Hope beats fear
November was a month during which markets shrugged off their post summer nervousness and embraced a more positive view of the future. Riskier assets rallied across the globe, whilst safer ones continued their late October retreat, albeit from some very extended valuation levels. The burst of enthusiasm was fuelled by optimism surrounding the latest round of Sino-US trade talks and, helped by a pick-up in corporate takeover activity, served as a reminder to investors that there is some value left in stock markets if one looks hard enough.
“Riskier assets rallied across the globe, whilst safer ones continued their late October retreat”
It was just as well that markets adopted a broad-brush ‘risk on’ approach to the month, as a closer inspection of the detail would turn up very little evidence in current data to support such an optimistic view. Whilst some CEO’s are feeling confident enough to launch a bout of merger activity, the large majority are pessimistic about the future. There is undoubtedly real damage being inflicted in the manufacturing sector by uncertainty over the trade dispute between the world’s two largest economies, which has the effect of leaving capital expenditure programmes on hold and dragging profitability lower. If this pessimism and paralysis were to produce job losses, then the previously bulletproof consumer sector would be impacted, and a slowing global economy could easily slide into recession.

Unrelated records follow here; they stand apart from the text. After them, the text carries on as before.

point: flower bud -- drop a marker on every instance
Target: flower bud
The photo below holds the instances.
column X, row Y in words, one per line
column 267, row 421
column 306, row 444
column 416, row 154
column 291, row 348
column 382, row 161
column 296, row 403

For the month of November though, such concerns were firmly on the back burner as investors began to price in a world where trade and Brexit issues are eventually resolved by a heady cocktail of vested interests and the passage of time. The thinking being that, with a presidential election due next year, a trade deal rather than a trade war is a stronger message for the US administration to take to the country, whilst closer to home hopes have risen a little that a new government would have enough of a majority to bring the Brexit process to a conclusion.
As speculation on geopolitics waxes and wanes on the latest opinion poll or tweet, it is easy to forget that there are perhaps simpler, more practical forces at work underpinning the recovery of markets this year. The support central banks have offered through interest rate cuts and balance sheet expansion, has injected a large positive impulse into the global economy and drastically reduced the chances of a mishap. Similarly, with over $13 trillion of high quality debt trading with negative yields (and yes that does mean exactly what it sounds like; a large pool of assets where investors assume guaranteed small losses, to avoid the risk of incurring larger ones) it is no surprise that at least some money is working its way into riskier assets by default.